Sin embargo, El vientre pronto se convierte en la crónica de las aventuras y  desventuras de este profesor de literatura. Tomás se encuentra por casualidad con Claudia, un amor de adolescencia, y todo explota. Irónicamente, a pesar de que se encuentra en el corazón de la mentira,  la narración se dirige hacia la verdad a la velocidad de la luz. Comienza un juego de equívocos en el que Tomás siente que es a veces otro y a veces él mismo: “”Una de las ventajas de escribir es que acaba prestando a quien escribe una inteligencia que en realidad no posee”. La frase me pareció tan feliz que la juzgué una confirmación de la idea que formulaba” (p. 159).
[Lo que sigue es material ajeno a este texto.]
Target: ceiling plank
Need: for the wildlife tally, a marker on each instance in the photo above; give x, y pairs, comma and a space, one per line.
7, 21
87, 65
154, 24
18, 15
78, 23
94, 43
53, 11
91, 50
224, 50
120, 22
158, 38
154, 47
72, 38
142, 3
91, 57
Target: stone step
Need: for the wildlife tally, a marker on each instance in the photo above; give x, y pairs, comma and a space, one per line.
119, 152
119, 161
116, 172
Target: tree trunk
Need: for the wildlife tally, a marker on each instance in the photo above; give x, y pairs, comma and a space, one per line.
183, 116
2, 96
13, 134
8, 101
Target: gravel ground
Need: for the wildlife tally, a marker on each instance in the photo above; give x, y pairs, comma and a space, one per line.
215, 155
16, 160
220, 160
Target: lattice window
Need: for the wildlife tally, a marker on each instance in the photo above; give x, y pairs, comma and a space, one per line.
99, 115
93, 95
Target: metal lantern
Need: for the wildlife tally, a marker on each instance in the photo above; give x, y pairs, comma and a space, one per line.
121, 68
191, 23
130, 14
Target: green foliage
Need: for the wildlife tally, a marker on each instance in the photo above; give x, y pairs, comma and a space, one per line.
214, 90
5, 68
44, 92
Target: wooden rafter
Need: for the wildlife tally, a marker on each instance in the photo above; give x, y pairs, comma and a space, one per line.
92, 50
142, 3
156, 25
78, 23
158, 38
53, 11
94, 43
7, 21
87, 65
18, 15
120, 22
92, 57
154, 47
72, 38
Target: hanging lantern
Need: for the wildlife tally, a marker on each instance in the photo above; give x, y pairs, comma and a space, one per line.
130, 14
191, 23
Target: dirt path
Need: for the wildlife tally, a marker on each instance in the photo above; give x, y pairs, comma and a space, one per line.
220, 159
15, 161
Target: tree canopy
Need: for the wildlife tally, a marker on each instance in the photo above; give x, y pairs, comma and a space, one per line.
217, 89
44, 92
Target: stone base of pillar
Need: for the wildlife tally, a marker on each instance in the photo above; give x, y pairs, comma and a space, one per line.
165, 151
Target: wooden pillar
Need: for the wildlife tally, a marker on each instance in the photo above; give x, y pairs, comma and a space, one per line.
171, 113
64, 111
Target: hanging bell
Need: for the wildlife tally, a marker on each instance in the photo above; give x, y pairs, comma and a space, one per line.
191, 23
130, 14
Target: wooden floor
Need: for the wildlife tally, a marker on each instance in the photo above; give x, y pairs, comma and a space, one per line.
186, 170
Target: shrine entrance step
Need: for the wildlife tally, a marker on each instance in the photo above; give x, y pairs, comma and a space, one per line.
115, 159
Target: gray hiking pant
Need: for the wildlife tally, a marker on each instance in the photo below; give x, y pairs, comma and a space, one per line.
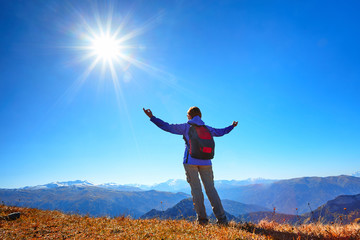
207, 177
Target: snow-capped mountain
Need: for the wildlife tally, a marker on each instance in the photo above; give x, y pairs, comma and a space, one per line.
77, 183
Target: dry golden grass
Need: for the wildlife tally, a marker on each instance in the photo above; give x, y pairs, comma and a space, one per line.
39, 224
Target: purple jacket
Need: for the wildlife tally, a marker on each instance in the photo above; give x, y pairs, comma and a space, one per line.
183, 129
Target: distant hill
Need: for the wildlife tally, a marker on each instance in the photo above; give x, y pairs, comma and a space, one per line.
256, 217
344, 209
85, 183
236, 208
180, 185
183, 210
92, 200
287, 195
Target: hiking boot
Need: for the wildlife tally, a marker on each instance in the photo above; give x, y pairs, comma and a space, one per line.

A partir de ese momento, Tomás se dedica a crear su propio espacio, ese “vientre de la ballena” en el que se ve obligado a interactuar consigo mismo como si formara parte de un diabólico juego auto-referencial: “La felicidad no exige razones: uno nunca se pregunta por qué es feliz; simplemente lo es, y basta. Con la desgracia ocurre lo contrario: siempre buscamos razones que la justifiquen, como si la felicidad fuera nuestro destino natural, lo que nos es debido, y la desgracia una desviación perversa cuyas causas nos esforzamos en vano en desentrañar” (p. 234).
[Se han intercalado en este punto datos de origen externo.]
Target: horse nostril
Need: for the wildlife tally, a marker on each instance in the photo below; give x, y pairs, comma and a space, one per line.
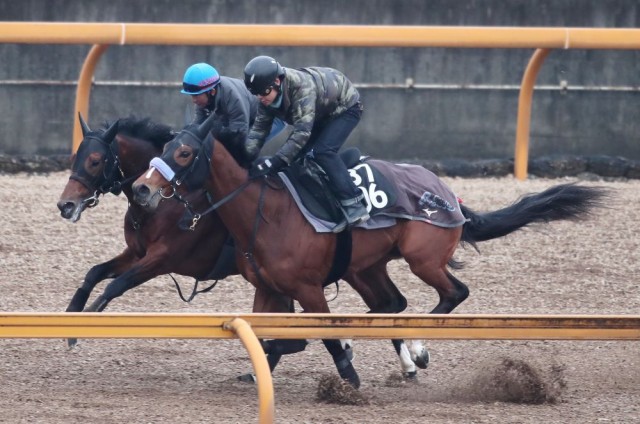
142, 191
66, 208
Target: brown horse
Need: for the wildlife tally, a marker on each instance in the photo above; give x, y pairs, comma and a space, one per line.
107, 161
283, 256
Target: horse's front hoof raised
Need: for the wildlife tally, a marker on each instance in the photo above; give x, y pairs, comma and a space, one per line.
247, 378
422, 359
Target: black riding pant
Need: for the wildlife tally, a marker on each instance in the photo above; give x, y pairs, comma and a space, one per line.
326, 140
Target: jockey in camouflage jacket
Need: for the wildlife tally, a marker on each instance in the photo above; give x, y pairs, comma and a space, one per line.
323, 107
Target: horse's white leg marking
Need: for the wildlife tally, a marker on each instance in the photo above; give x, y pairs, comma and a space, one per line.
406, 362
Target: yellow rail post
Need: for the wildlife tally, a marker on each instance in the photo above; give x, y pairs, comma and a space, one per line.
541, 38
260, 365
84, 90
521, 157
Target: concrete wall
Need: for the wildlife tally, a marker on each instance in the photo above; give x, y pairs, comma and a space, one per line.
595, 115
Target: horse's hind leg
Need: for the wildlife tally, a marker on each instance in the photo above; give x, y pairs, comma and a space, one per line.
428, 249
381, 295
268, 301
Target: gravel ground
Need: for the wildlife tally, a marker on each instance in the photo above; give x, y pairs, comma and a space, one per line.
589, 267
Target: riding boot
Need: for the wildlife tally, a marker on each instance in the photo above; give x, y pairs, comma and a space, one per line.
355, 212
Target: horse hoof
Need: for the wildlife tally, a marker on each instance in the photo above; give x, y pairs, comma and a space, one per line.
422, 360
349, 353
247, 378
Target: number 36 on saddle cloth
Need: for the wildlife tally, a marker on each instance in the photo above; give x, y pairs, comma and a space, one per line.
391, 192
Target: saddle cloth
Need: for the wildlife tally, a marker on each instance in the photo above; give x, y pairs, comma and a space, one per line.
392, 192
En cierta forma, la historia de Tomás es una historia que lucha por ser contada. Al hacerlo, Tomás se convierte en autor y personaje de su propia ficción. El escritor se valida a sí mismo al convertirse en voz de su propia historia; consigue salvarse, deja de ser un aspirante a la vida, un fantasma, un fracaso moral y emocional, para identificarse y fortalecerse en la experiencia. Por lo tanto, El vientre no es solo un amargo retrato de la Universidad española, que desperdicia su esfuerzo en las disputas internas y las luchas por el poder. Es además, una clase magistral sobre los límites entre realidad y ficción. Encontramos aquí al mejor Cercas, y se hallan, en germen, ideas que el escritor cacereño desarrollará en novelas como Soldados de Salamina (2001), La velocidad de la luz (2005), Anatomía de un instante (2009) y Las leyes de la frontera (2012).

A Cercas le interesa el salón de espejos de la ficción tanto como a cualquier posmoderno, pero a diferencia de la mayoría de posmodernistas él tiene cuidado de no caer cegado por sus propias presunciones. El enigma autobiográfico es sólo una forma de burlarse de nosotros y de sí mismo, de jugar con nuestras expectativas acerca del narrador y la narración; lo que salva a El vientre de ser una novela de taller de escritura es su humanidad. Como Soldados de Salamina, es una exploración compleja sobre el complejo de culpa, la ficción y la autenticidad, la imposibilidad de la redención y la plausibilidad de la auto-indulgencia.